Integration by Parts: Solve \int (xe^-^x)dx

[suspenc3]

hi..im new to this topic..can someone check to see if this is right?

\int (xe^-^x)dx = \int udV = uV - \int Vdu
=x(-e^-^x)- \int -e^-^x
=-xe^-^x-e^-^x+C

thanks

 

[arildno]

Why not check it yourself?
Differentiate your answer and see if you get back your integrand!

 

[suspenc3]

wow..why didnt i think of that haha

THanks

 

[arildno]

Spoiler alert!




Yeah, it's right

 

[suspenc3]

Ok, I have another one I am trying to figure out...but i keep getting 0!
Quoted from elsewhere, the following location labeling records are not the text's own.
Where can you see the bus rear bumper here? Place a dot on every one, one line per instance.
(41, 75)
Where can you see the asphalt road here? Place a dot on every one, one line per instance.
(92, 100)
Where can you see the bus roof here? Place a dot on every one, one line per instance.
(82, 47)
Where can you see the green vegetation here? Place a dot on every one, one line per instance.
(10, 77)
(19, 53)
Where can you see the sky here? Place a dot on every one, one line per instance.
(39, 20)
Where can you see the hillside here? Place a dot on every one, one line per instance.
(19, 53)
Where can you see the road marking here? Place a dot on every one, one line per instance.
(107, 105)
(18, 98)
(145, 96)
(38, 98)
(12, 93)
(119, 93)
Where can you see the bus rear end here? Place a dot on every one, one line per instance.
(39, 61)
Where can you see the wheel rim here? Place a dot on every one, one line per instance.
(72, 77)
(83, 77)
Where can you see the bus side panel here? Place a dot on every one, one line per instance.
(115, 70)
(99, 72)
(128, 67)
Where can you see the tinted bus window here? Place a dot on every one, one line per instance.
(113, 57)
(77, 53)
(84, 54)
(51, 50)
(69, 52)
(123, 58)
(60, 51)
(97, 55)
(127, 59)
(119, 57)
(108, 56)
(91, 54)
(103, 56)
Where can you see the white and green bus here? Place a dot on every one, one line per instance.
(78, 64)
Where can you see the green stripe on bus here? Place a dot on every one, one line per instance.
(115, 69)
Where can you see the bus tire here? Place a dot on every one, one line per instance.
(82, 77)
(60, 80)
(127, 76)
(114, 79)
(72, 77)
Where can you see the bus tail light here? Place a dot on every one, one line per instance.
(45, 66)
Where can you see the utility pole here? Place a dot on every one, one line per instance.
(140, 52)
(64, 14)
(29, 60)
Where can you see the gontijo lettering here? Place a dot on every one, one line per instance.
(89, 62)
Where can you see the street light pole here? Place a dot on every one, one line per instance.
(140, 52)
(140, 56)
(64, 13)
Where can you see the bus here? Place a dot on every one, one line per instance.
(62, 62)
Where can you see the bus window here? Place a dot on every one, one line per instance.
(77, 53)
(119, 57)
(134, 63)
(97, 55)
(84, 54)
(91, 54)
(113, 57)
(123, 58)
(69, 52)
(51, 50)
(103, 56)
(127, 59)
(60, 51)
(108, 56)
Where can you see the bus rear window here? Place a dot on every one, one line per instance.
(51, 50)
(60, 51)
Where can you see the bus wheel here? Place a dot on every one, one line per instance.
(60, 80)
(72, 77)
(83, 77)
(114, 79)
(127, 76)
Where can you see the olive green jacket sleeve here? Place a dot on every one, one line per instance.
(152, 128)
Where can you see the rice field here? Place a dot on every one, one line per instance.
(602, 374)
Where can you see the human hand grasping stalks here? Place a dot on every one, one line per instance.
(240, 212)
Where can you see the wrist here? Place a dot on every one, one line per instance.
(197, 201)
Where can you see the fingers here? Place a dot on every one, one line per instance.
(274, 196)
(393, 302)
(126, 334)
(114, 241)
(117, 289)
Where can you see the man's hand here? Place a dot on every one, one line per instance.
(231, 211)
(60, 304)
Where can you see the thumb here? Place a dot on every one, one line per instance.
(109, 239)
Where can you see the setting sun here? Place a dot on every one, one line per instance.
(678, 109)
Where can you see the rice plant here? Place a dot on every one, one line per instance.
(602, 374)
\int_{0}^{\pi} tsin3t dt = udV \right]_{0}^{\pi} - \int_{0}^{\pi}vdu

work...

=t(sin3t) \\right]_{0}^{\pi} - \int_{0}^{\pi}vdu

=\pi (sin3\pi) - \int_{0}^{\pi} \frac{-1}{3} cos3t(1)dt

=0 - \frac{1}{sin3t} \int_{0}^{\pi}z dz..
let z = cos3t
and then use substitution to get \frac{dz}{sin3t} = -3dt

0-\frac{1}{sin3t} \frac{z^2}{2}

=\frac{-(cos3t)^2}{2sin3t}
this must be wrong..i solved it out a bit more..but keep getting zero, where did i go wrong?

 

[arildno]

Well, what you have written is just nonsense.
As a novice, it is safer for you to do these problems like this:
u(t)=t\to\frac{du}{dt}=1,\frac{dv}{dt}=\sin(3t)\to{v}(t)=-\frac{1}{3}\cos(3t)

Use these relations in the integration by parts formula.

 

[suspenc3]

hrmm..i already knew these relations..i still don't see what i did wrong..i followed it just how they do it in the book, my LaTeX skills arent very good, is it just hard to follow?

 

[arildno]

well, you didn't compute the uv-term correctly.

 

[suspenc3]

o wait..it is :uv - \int_{0}^{\pi}vdu
i have udv - \int_{0}^{\pi}vdu in my work..my bad

 

[suspenc3]

giving me \frac{\pi}{3} which i think is right..thanks for the help

 

[HallsofIvy]

I would strongly recommend that you write out exactly what "u", "v", "du", and "dv" are!